Clouds are not all white, puffy, and fluffy, just like most of us people think. Some clouds are very thin, some clouds appear darker than usual, and some resemble different things like pouches and stuff. This article will discuss one of the special cloud types, which are called Orographic Clouds.
WHAT IS AN OROGRAPHIC CLOUD
An orographic cloud is a special type of cloud formed when the air is forcefully lifted around by the topography of the Earth, like the mountains and the hills. When the air on the hills or mountains that usually sways back and forth passes over it, the air would be lifted up and then starts to cool as it reaches a high altitude. When the air is lifted and is already cooled, water vapor residing in it condenses, and it would eventually turn into a cloud. This cloud is what we call the orographic cloud. Orographic clouds are produced because of a process called orographic lifting.
OROGRAPHIC LIFTING AND ITS EFFECTS
Orographic lifting, like any other phenomena, affects the Earth’s atmosphere. Listed below are the effects of orographic lifting.
Orographic precipitation is one of the usual effects of orographic lifting. This happens when the moist air in the mountains rises up and then cools as it is lifted in the atmosphere. When it cools, the orographic clouds are formed, and these clouds cause the precipitation. Precipitation usually falls on the upwind of the hills and mountains. Precipitation caused by orographic lifting is likely to occur in places around the world. Examples are the Mogollon Rim that can be found in central Arizona, the western side of the Sierra Nevada mountain range located in California, and the west part of the Appalachian Mountains, a mountain range in West Virginia.

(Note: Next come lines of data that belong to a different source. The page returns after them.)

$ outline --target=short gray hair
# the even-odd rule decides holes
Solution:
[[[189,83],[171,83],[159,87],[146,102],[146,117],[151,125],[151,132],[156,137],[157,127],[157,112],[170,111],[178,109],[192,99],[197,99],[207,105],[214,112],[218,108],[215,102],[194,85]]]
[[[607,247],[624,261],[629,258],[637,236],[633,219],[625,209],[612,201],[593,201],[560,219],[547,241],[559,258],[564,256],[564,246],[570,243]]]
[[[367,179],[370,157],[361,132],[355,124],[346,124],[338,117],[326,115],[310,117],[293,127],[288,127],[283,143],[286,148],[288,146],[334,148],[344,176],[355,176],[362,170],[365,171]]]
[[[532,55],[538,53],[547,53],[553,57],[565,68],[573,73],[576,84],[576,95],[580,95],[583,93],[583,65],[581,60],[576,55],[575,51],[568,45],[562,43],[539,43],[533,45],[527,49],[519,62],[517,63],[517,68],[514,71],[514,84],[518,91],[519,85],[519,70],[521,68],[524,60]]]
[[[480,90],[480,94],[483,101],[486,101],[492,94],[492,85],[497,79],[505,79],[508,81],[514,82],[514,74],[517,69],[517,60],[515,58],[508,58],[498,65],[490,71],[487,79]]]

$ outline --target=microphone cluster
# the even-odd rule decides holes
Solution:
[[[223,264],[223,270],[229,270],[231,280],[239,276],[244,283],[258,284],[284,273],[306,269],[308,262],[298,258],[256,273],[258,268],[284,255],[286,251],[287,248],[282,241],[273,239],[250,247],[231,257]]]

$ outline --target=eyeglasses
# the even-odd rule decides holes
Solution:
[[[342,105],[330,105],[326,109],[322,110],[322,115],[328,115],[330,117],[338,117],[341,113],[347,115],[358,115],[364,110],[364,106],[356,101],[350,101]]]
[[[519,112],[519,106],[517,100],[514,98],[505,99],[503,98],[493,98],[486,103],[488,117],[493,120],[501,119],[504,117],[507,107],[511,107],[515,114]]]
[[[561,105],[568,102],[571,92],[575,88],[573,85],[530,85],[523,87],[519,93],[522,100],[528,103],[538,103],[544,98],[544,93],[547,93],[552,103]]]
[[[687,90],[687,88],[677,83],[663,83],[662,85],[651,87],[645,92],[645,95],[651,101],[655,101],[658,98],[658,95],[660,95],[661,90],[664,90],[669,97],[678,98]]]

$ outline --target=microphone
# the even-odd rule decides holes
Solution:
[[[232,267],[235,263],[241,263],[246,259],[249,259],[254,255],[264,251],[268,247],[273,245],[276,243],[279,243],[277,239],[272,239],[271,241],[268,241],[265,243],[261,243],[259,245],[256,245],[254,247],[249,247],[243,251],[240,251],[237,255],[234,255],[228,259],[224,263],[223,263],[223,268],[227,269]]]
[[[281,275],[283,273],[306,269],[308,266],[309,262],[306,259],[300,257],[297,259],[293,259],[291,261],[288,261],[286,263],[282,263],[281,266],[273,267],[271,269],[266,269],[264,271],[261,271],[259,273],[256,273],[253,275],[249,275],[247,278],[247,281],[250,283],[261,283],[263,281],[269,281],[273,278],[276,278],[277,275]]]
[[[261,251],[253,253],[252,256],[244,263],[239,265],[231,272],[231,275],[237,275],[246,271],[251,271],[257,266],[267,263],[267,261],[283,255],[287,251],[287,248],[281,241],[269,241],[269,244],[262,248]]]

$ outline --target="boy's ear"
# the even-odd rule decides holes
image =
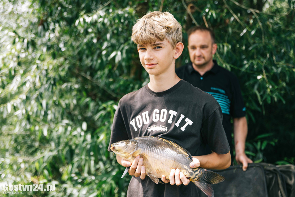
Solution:
[[[173,57],[176,59],[177,59],[180,55],[182,53],[182,51],[183,51],[184,46],[182,43],[179,42],[178,42],[175,46],[175,53],[174,54]]]

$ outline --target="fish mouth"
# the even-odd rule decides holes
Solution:
[[[114,146],[112,144],[111,144],[111,148],[110,148],[111,150],[113,151],[113,152],[114,153],[114,154],[113,154],[114,155],[115,155],[115,152],[114,152],[113,151],[113,149],[115,149],[115,146]]]

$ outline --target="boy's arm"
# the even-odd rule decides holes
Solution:
[[[128,171],[130,175],[135,177],[140,176],[142,179],[144,179],[145,178],[145,168],[144,166],[142,165],[143,159],[142,157],[140,158],[139,155],[135,158],[132,164],[131,162],[125,160],[118,155],[117,155],[116,158],[118,163],[124,167],[131,166]]]
[[[214,152],[205,155],[193,156],[191,167],[200,167],[208,169],[221,169],[230,166],[231,157],[229,152],[226,154],[218,154]]]
[[[193,156],[193,162],[190,164],[189,166],[191,168],[200,167],[205,169],[219,169],[227,168],[230,165],[231,162],[229,152],[223,154],[212,152],[206,155]],[[181,184],[186,185],[190,182],[179,169],[171,170],[169,178],[170,180],[167,180],[165,176],[163,175],[161,180],[166,183],[170,182],[171,185],[176,184],[177,185]]]

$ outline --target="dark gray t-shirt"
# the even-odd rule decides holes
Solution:
[[[220,154],[229,146],[222,125],[221,109],[211,95],[181,80],[165,91],[155,92],[147,85],[119,102],[114,117],[112,143],[145,136],[158,136],[179,144],[192,155],[205,154],[206,144]],[[148,177],[132,177],[127,196],[200,196],[193,183],[157,185]]]

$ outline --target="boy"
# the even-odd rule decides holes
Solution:
[[[191,167],[224,169],[230,164],[230,148],[222,126],[220,106],[213,96],[181,80],[175,60],[184,46],[180,24],[170,13],[154,12],[137,20],[132,38],[137,45],[142,66],[150,82],[120,100],[114,117],[108,150],[114,142],[147,135],[171,140],[193,156]],[[208,144],[212,152],[204,155]],[[145,178],[142,158],[133,162],[117,155],[118,163],[131,166],[133,175],[127,196],[198,196],[201,191],[179,169],[172,169],[170,180],[157,185]]]

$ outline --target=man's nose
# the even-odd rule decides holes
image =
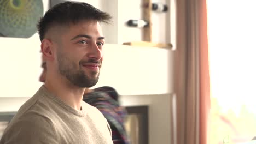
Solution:
[[[96,60],[100,60],[102,57],[102,49],[99,47],[97,43],[91,44],[91,47],[89,49],[88,52],[88,57],[94,58]]]

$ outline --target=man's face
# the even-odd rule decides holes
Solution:
[[[104,38],[97,21],[71,25],[56,43],[58,72],[73,85],[91,87],[98,82]]]

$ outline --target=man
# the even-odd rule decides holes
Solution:
[[[106,118],[83,101],[102,62],[100,22],[110,19],[85,3],[65,2],[45,13],[38,25],[45,84],[19,110],[1,144],[113,143]]]
[[[42,57],[43,69],[39,81],[45,82],[47,68],[45,59]],[[114,144],[129,144],[129,139],[125,128],[125,119],[127,116],[125,108],[118,102],[119,94],[111,87],[104,86],[89,89],[86,88],[83,100],[98,109],[107,119],[111,128]]]

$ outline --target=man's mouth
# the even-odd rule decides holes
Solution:
[[[83,64],[82,64],[82,66],[86,69],[94,70],[99,69],[99,68],[100,67],[100,64],[96,63]]]

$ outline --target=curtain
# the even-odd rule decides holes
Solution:
[[[210,116],[206,0],[176,1],[174,57],[178,144],[206,144]]]

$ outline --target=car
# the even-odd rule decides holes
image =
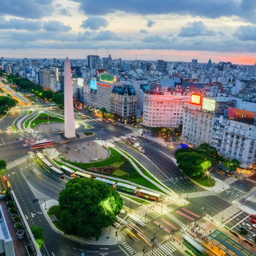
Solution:
[[[253,224],[256,224],[256,220],[254,220],[252,218],[249,218],[249,221]]]
[[[241,230],[244,229],[244,230],[248,230],[248,229],[247,227],[244,227],[243,226],[239,226],[239,229],[241,229]]]
[[[256,220],[256,215],[254,214],[250,214],[249,218],[253,218],[255,220]]]
[[[252,228],[252,227],[248,223],[244,222],[242,224],[242,225],[244,227],[246,227],[248,230],[251,230]]]

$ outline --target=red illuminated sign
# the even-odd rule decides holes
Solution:
[[[201,105],[201,98],[202,95],[198,93],[192,93],[191,94],[191,103],[195,105]]]

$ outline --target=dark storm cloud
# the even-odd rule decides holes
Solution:
[[[48,31],[56,32],[68,32],[71,30],[70,26],[64,25],[58,20],[49,20],[44,23],[44,28]]]
[[[75,0],[85,13],[103,15],[120,11],[142,15],[173,14],[209,18],[236,15],[256,22],[255,0]]]
[[[87,20],[83,20],[81,27],[84,28],[89,28],[92,30],[97,30],[100,28],[105,28],[108,23],[105,18],[102,17],[89,17]]]
[[[7,20],[3,17],[0,18],[0,29],[25,29],[29,31],[35,31],[40,30],[41,27],[42,22],[39,21],[20,19]]]
[[[181,37],[191,37],[200,35],[214,35],[215,33],[208,29],[202,21],[188,22],[186,25],[181,27],[178,35]]]
[[[53,2],[53,0],[0,0],[0,15],[38,19],[52,13]]]

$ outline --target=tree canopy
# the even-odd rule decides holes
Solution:
[[[0,113],[6,112],[14,108],[17,103],[16,99],[7,96],[0,96]]]
[[[93,179],[72,179],[60,193],[60,227],[65,233],[99,239],[113,223],[123,200],[113,189]]]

Leeward winds are another orographic lifting effect that occurs on the other side of the mountains.On this side, the downwind direction occurs. As the air comes down the mountain, it becomes warmer, drier, and the moisture starts to fade away. Since the area is low in humidity, precipitation is not likely to occur.
If an orographic lifting causes precipitation, it most likely would also cause rain shadowing. Rain shadow is a dry part on the other side of the mountain called the leeward side, where the downwind direction occurs. As the precipitation falls to the windward side, mountains block the passage to the other side, making the leeward side very dry. As the air comes down the other side of the mountain, the air, with not enough moisture, warms and dries, casting a shadow to the lee side of the mountain. Some of the areas that experience rain shadowing are the Atacama Desert located between Peru and Chile, the Pacific Cordillera found in Canada, the flat Central Valley in California.

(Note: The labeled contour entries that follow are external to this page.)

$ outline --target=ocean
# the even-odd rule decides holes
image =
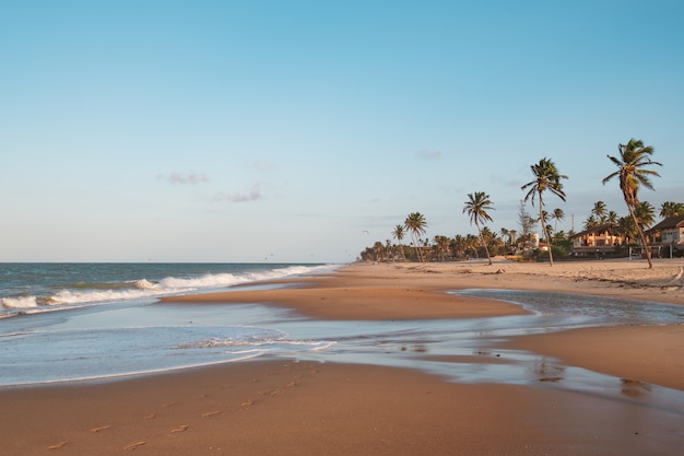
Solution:
[[[165,295],[229,292],[237,284],[240,290],[279,287],[262,281],[339,267],[0,264],[0,387],[110,381],[270,356],[417,369],[453,382],[522,385],[539,384],[541,363],[562,372],[556,387],[620,396],[621,378],[497,344],[516,336],[574,328],[684,321],[682,305],[516,290],[452,293],[512,302],[530,314],[325,320],[283,306],[160,302]],[[446,361],[452,356],[459,362]],[[663,404],[684,407],[681,391],[652,387],[656,394]]]
[[[110,378],[322,350],[293,340],[258,305],[163,305],[168,295],[229,290],[332,271],[311,264],[0,264],[0,386]],[[262,285],[259,285],[262,287]]]

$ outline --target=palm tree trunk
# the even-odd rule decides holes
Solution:
[[[549,243],[549,232],[546,231],[546,221],[544,220],[544,203],[542,202],[542,192],[539,192],[539,220],[542,224],[542,233],[544,233],[544,241],[546,242],[546,248],[549,249],[549,265],[553,266],[553,254],[551,253],[551,243]]]
[[[634,220],[634,225],[637,227],[637,232],[639,233],[639,239],[641,239],[641,246],[646,252],[646,259],[648,260],[648,269],[653,269],[653,262],[651,261],[651,250],[648,249],[648,244],[646,243],[646,235],[644,234],[644,230],[641,229],[641,224],[637,220],[637,214],[634,212],[634,208],[627,203],[627,208],[629,209],[629,214],[632,215],[632,220]]]
[[[480,230],[477,220],[475,220],[475,226],[477,227],[477,233],[480,233],[480,242],[484,246],[484,253],[487,254],[487,260],[490,261],[490,266],[492,266],[492,257],[490,257],[490,249],[487,248],[487,243],[484,242],[484,236],[482,235],[482,230]]]

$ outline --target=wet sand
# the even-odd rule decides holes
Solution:
[[[266,302],[312,318],[482,317],[517,306],[446,290],[554,290],[684,303],[681,260],[359,265],[282,290],[165,300]],[[679,277],[677,277],[679,276]],[[3,454],[670,455],[684,410],[684,326],[590,328],[506,342],[623,378],[623,396],[539,385],[455,384],[412,370],[255,361],[125,381],[0,389]],[[627,400],[628,399],[628,400]]]

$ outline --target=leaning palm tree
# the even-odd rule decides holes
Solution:
[[[605,223],[605,217],[608,215],[608,208],[605,207],[605,202],[597,201],[593,203],[593,209],[591,213],[597,217],[599,223]]]
[[[650,145],[645,147],[641,140],[630,139],[626,144],[618,144],[617,151],[620,152],[620,156],[608,155],[609,160],[617,166],[617,171],[605,176],[603,178],[603,185],[613,177],[620,179],[620,189],[622,190],[625,203],[629,210],[629,215],[632,215],[632,220],[636,225],[639,238],[641,239],[641,246],[646,250],[648,267],[651,269],[653,267],[651,253],[646,244],[646,236],[639,225],[635,210],[637,206],[639,206],[639,187],[644,186],[652,190],[653,185],[651,184],[650,177],[660,177],[660,174],[653,169],[648,169],[647,166],[662,166],[662,164],[653,162],[650,159],[650,155],[653,153],[653,148]]]
[[[399,252],[401,252],[401,258],[405,261],[406,256],[404,255],[404,247],[401,245],[401,241],[404,238],[404,227],[402,225],[394,226],[392,237],[397,239],[397,243],[399,244]]]
[[[684,204],[681,202],[665,201],[660,206],[660,217],[669,219],[671,217],[684,215]]]
[[[651,227],[656,223],[656,208],[648,201],[639,202],[639,206],[634,208],[634,213],[637,215],[641,230]]]
[[[482,235],[482,229],[480,227],[480,223],[492,221],[492,218],[487,213],[488,210],[494,210],[494,208],[492,207],[492,201],[490,200],[490,196],[487,194],[485,194],[484,191],[468,194],[468,201],[465,201],[463,212],[468,212],[468,215],[470,217],[470,223],[475,224],[477,233],[480,234],[480,241],[482,242],[482,245],[484,245],[484,252],[487,254],[487,260],[490,261],[490,265],[492,265],[490,249],[487,248],[487,243],[484,241],[484,236]]]
[[[544,238],[546,239],[546,247],[549,248],[549,262],[553,266],[553,255],[551,253],[551,243],[549,242],[549,231],[546,230],[546,221],[544,220],[544,200],[542,196],[544,191],[549,190],[563,201],[565,201],[565,192],[563,191],[563,184],[561,179],[567,179],[567,176],[558,174],[556,165],[549,159],[542,159],[538,164],[531,165],[532,174],[534,174],[534,180],[527,183],[521,190],[529,188],[528,194],[524,196],[524,200],[532,200],[534,206],[534,197],[539,196],[539,221],[544,232]]]
[[[418,261],[423,262],[420,236],[421,234],[425,234],[425,230],[427,229],[425,215],[420,212],[410,213],[404,221],[404,227],[411,232],[411,238],[413,239],[413,248],[415,249],[415,255],[418,257]]]
[[[555,223],[553,225],[553,231],[558,231],[558,220],[565,219],[565,212],[563,212],[563,209],[556,208],[551,213],[550,219],[554,219],[555,220]]]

As air experiences orographic lifting, different cloud formations can be formed. Some of these cloud effects are a banner cloud, an orographic fog, a rotor cloud, a lenticular cloud, a chinook arch cloud, and a cap cloud.
- Banner Cloud– a banner cloud is usually seen on the downwind side of isolated, pyramid-shaped mountains with steep sides like the Matterhorn and Mount Everest. Low-pressure areas are observed on the leeward side of the mountains. These areas with low-pressure suck in moist air, and when there is enough humid air, it ascends, and condensation occurs, forming a banner cloud.
- Orographic fog– this is usually formed when moist and humid air ascends in the slope. Most of the moist air fall in the upwind direction and some typically cover the mountain’s peak.
- Rotor cloud– rotor clouds are usually formed in the lower areas of the leeward side. This cloud type looks like a tattered cumulus cloud and has extreme wind turbulence that produces very rough air.
- Chinook Arch Cloud– this is an example of a mountainous wave cloud that usually occurs in North America. It is generally seen at the top of the mountain ranges when chinook winds caused by orographic lifting on the mountain range occur. It produces a dome-like arch just above the mountain range.
- Lenticular Cloud– lenticular clouds are another type of orographic clouds that follow the shape of a lens. These clouds usually form in the lower areas of the leeward side. When the humid air at the top of a mountain or a hill rises, the air that moves in a wave-like pattern starts to condense, forming the lenticular cloud.